Notably, our group has previously shown that, in non-PGT cycles from the SART-CORS database, AMH was an independent predictor of live birth in both fresh and frozen-thawed transfer cycles when controlling for multiple confounders, including age, BMI, race, day of transfer, and number of embryos transferred [39]. Taken together, this present study’s finding that AMH predicts aneuploidy but not live birth in PGT-A cycles supports the notion that the association between AMH and live birth in non-PGT cycles is not only due to a quantitative effect, but also a qualitative effect as reflected by the association between AMH and likelihood of embryo aneuploidy.

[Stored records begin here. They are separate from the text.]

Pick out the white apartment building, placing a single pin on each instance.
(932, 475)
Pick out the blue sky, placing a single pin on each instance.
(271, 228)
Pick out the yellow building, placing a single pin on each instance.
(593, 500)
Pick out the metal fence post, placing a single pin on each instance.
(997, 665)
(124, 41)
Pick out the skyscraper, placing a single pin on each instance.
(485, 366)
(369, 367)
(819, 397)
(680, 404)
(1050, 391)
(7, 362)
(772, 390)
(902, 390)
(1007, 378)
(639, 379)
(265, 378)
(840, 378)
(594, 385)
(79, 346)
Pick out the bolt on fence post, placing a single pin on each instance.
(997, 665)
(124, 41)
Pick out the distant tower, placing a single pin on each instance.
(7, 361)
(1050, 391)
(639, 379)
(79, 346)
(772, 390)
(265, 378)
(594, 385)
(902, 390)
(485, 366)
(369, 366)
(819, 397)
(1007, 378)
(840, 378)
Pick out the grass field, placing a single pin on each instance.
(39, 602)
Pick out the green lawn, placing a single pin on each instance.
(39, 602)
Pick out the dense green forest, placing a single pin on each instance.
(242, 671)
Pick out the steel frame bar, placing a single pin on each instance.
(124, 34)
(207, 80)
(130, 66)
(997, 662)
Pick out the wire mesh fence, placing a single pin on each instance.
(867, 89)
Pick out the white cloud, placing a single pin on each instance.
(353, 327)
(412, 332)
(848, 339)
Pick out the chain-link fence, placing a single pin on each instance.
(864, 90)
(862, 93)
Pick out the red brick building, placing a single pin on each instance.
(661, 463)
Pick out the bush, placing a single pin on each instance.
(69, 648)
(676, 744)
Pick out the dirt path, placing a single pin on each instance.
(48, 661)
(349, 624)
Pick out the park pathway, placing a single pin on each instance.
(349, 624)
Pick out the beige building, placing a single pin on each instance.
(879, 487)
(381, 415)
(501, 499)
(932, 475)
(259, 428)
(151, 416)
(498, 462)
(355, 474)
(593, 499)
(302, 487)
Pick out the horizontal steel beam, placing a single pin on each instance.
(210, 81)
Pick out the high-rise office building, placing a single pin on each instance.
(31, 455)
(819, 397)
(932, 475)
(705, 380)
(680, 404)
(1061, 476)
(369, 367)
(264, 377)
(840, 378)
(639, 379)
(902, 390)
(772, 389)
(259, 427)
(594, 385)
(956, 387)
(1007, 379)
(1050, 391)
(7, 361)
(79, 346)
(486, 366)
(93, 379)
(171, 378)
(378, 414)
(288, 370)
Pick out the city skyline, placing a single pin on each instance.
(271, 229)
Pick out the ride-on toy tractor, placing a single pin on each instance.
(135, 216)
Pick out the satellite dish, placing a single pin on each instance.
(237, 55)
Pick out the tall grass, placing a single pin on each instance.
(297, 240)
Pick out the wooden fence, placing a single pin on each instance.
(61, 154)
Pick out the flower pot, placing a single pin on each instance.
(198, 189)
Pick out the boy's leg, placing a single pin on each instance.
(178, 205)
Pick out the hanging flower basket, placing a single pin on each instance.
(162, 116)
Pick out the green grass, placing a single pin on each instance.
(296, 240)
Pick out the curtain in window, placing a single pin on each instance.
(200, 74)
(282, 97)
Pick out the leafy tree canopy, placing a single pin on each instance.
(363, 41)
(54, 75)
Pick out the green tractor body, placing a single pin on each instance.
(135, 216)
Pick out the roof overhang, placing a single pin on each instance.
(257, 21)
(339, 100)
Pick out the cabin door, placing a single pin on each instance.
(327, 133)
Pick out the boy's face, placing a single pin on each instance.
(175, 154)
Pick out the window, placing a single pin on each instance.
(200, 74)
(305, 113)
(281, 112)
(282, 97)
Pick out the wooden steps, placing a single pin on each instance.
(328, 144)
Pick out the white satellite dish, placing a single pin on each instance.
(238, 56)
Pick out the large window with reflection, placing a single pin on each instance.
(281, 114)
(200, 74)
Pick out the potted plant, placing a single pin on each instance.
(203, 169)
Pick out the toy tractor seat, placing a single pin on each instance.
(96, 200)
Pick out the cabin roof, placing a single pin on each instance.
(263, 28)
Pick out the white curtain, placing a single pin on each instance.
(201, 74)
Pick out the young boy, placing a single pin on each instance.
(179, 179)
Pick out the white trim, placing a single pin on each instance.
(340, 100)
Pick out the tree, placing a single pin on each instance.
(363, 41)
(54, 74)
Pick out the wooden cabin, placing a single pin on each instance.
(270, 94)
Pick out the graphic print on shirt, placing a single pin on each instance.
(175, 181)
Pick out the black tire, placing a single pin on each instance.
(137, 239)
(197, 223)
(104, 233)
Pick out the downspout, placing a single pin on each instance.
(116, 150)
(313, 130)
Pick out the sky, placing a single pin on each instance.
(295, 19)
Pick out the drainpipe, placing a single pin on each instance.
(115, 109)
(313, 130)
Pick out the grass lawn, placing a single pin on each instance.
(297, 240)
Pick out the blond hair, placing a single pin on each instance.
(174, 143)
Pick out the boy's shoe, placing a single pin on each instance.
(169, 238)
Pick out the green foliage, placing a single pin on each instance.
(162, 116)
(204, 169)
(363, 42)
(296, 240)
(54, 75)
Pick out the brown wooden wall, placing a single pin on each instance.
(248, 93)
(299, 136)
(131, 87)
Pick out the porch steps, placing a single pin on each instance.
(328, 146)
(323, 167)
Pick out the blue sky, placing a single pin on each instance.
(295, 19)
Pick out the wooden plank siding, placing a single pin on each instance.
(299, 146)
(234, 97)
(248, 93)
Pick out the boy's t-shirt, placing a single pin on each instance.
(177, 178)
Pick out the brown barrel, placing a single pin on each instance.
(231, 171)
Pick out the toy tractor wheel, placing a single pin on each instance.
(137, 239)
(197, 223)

The finding that both age and AMH appear to be irrelevant predictors of live birth once a euploid embryo is identified is consistent with prior studies [22, 32, 33]. It also suggests that embryo aneuploidy (an outcome presumed to be eliminated by normal PGT-A testing) is a significant detrimental factor in live birth rates following transfer of untested embryos for patients of advanced age (> 35–38 years), and possibly for patients with diminished ovarian reserve as determined by AMH. This is consistent with evidence that patients of advanced age, particularly those considering single embryo transfers to reduce the risk of multiple pregnancies and its attendant risks, may stand to benefit the most from PGT-A [28, 40, 41]. Translated clinically, especially in the setting of single embryo transfers, patients ≥ 38 years may benefit from PGT-A testing, while patients 35–37 years may potentially benefit in the setting of diminished ovarian reserve. While further studies considering risk–benefit and cost-effectiveness analyses are needed to determine which patients are likely candidates for PGT-A, our findings suggest that AMH values may play an informative role, particularly in women 35–37 years old.

Conclusions

While AMH is a predictor of live birth for non-PGT IVF cycles, it is unknown if this is due solely to quantitative factors or if qualitative factors contribute. Consistent with other recent studies investigating the relationship between diminished ovarian reserve, oocyte quality, and specifically embryo aneuploidy, this study suggests that AMH independently predicts likelihood of obtaining ≥ 1 euploid embryo for transfer in IVF PGT-A cycles after adjusting for age and number of embryos biopsied. However, neither age nor AMH are predictive of live birth per transfer. This analysis further suggests a predictive role for AMH on oocyte quality (aneuploidy risk), but not live birth per transfer once a euploid embryo is identified following PGT-A.